Abnormal Autophagy Is Common in Lysosomal Storage Diseases, Including Batten

Iqra Mumal, PhD avatar

by Iqra Mumal, PhD |

Share this article:

Share article via email
cellular recycling process

A recent review highlights how autophagy, a process in the body that deals with the destruction of cells to maintain balance and normal functions, is impaired in patients with lysosomal storage disorders (LSDs) such as Batten disease, and could eventually be a therapeutic target for disease.

The study, “Dysregulation of autophagy as a common mechanism in lysosomal storage diseases,” was published in the journal Essays in Biochemistry.

Studies have shown the lysosome is not simply a machine for the degradation of cellular components, it’s a critical mediator of cellular metabolism.

The importance of the lysosome for cellular function is seen in the large number of diseases associated with dysfunctional lysosomes, known as lysosomal storage disorders (LSDs).

Lysosomes are the terminal degradative organelles for autophagy, a key pathway to either degrade damaged or excess cell components or recycle cellular products that are commonly found to be abnormal in neuronal ceroid lipofuscinoses (NCLs).

While faulty cell death processes have been implicated in many different diseases, including cancer and various cardiovascular, metabolic, pulmonary and infectious disorders, the nervous system has been seen to be extremely susceptible.

In fact, dysregulated autophagy has been identified in almost every late-onset neurodegenerative disorder, and similar defects are now being recognized in NCLs.

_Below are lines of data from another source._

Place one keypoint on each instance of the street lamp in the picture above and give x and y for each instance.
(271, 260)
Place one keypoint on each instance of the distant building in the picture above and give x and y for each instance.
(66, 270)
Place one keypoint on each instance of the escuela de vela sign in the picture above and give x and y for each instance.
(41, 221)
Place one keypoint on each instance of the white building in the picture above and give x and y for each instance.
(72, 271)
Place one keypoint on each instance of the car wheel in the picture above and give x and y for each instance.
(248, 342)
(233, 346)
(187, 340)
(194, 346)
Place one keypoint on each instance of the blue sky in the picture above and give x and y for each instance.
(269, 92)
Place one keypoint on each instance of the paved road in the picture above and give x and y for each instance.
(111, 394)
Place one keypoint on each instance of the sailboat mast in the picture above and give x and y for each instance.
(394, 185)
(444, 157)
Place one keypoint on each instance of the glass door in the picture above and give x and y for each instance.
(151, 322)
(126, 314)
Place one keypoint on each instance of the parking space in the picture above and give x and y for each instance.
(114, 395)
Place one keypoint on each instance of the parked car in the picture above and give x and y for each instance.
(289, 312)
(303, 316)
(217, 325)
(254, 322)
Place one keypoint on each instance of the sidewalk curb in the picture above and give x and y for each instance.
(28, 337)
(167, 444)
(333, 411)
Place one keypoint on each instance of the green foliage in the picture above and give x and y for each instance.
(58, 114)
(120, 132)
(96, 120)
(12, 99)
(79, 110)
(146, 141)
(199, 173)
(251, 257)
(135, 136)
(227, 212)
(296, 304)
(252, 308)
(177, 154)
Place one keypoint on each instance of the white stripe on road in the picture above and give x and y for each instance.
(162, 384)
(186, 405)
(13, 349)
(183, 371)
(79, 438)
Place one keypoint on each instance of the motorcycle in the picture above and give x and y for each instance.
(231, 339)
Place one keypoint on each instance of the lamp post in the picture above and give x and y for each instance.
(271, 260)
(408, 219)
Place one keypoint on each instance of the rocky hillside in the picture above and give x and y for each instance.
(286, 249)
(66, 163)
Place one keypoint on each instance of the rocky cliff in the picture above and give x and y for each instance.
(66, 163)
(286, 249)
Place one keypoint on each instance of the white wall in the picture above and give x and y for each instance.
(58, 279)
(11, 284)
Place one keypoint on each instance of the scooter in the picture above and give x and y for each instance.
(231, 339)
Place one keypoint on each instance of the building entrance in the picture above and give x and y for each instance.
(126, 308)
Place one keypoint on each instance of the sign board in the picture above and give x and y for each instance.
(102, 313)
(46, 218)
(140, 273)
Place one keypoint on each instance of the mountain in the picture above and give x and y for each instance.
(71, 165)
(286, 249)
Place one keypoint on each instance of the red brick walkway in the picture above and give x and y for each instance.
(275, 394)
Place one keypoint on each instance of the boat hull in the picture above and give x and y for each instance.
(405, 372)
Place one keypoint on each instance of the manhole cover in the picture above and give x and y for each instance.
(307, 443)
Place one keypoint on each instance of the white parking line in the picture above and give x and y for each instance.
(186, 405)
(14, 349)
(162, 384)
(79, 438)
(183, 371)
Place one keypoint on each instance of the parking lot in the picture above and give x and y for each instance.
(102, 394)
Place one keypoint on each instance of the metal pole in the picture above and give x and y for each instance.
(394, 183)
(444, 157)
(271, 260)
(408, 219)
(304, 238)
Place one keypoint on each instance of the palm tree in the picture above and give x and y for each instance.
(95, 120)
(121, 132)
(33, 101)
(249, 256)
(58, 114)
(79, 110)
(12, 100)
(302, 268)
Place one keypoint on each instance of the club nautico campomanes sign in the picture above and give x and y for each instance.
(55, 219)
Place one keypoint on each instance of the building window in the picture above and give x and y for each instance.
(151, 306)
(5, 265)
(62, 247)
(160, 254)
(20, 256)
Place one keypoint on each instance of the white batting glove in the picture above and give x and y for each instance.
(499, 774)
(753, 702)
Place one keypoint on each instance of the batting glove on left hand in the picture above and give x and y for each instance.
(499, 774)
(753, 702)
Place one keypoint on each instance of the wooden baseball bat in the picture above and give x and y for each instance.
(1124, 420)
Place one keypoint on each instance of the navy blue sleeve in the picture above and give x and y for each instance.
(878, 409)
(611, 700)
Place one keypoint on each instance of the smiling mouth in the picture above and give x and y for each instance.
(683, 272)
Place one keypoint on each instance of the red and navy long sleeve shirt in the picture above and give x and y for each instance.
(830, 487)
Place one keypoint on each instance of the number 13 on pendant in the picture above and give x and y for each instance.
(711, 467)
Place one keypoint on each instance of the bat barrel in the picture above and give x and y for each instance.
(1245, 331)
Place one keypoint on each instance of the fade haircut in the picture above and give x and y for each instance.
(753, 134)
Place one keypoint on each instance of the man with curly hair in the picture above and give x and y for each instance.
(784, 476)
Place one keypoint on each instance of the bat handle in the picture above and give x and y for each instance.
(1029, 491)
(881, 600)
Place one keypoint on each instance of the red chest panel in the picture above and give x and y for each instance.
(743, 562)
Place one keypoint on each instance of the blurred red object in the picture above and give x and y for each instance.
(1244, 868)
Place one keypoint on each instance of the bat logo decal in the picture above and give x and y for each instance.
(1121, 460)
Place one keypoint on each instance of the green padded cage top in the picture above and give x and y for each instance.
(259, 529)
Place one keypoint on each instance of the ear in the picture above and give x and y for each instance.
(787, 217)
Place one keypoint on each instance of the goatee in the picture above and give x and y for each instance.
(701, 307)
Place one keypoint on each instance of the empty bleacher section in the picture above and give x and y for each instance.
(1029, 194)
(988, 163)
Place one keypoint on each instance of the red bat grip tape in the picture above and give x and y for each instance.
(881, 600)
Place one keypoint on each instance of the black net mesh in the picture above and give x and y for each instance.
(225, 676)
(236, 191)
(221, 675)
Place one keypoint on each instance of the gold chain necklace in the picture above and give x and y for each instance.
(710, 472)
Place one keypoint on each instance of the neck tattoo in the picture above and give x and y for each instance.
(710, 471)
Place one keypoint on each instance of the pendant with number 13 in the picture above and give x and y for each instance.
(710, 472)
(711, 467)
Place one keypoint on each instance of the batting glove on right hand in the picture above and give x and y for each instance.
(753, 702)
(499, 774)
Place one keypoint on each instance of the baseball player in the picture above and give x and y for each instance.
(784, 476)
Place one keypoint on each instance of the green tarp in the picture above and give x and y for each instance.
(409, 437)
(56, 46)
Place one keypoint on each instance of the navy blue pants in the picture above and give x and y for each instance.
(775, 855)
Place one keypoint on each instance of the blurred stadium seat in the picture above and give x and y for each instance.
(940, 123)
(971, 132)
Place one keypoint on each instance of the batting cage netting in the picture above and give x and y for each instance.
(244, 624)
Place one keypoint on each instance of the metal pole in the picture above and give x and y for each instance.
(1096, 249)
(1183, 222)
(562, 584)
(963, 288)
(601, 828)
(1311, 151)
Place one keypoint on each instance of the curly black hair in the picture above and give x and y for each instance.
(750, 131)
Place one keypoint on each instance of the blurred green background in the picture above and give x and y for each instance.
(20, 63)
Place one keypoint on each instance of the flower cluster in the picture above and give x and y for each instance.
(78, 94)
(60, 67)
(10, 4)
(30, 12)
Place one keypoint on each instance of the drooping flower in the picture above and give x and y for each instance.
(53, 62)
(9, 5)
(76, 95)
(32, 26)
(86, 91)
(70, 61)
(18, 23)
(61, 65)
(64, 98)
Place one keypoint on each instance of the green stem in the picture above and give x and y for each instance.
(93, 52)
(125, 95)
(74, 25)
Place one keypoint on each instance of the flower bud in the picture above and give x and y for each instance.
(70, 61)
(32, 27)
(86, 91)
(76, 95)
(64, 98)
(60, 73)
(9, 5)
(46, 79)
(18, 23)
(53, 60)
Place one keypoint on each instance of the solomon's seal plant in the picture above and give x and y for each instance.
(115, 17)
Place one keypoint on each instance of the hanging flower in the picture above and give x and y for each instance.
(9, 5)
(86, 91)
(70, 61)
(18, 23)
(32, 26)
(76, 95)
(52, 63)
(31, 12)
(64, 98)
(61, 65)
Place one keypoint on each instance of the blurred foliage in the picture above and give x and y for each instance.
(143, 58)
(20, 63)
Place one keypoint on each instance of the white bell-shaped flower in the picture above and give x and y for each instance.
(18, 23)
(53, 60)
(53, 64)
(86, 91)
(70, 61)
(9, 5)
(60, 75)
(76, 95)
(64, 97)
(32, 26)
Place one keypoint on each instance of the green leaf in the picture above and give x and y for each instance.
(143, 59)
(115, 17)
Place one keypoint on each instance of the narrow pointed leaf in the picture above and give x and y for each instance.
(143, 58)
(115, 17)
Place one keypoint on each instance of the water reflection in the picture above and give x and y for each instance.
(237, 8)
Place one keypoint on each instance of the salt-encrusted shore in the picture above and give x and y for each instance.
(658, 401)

Current research has implicated 13 genes that play a role in the development of NCL. Several of these genes provide instructions for lysosomal proteins, such as soluble enzymes/proteins, membrane proteins, or for endoplasmic reticulum (ER) membrane proteins, cytosolic proteins, and those expressed in the secretory pathway.

Collectively, these genes are involved in the autophagy pathway.

Several studies in NCL mouse models have indicated abnormal cell death. In fact, a recent study showed an accumulation of autophagy components coupled with lysosomal dysfunction in the brain, suggesting that a block in “autophagic flux” may be happening.

These results were similar to those seen in mouse models of two neuronal ceroid lipofuscinosis diseases, as well as in NCL patient-derived cells.

Cln3-deficient mouse modeling Batten disease has also revealed defective maturation of cell death machinery, which was associated with an increase in autophagic and lysosomal compartments.

Additionally, loss of cathepsin function, a protein commonly mutated in different NCLs, leads to dysregulated autophagy which results in neurodegeneration observed in mouse models that mimic the human disease.

Understanding more about the role of autophagy in NCLs may help determine new targets that can be used to develop future therapies. And although cell death inducers have already shown benefit in a few LSDs, a broader evaluation is urgently required.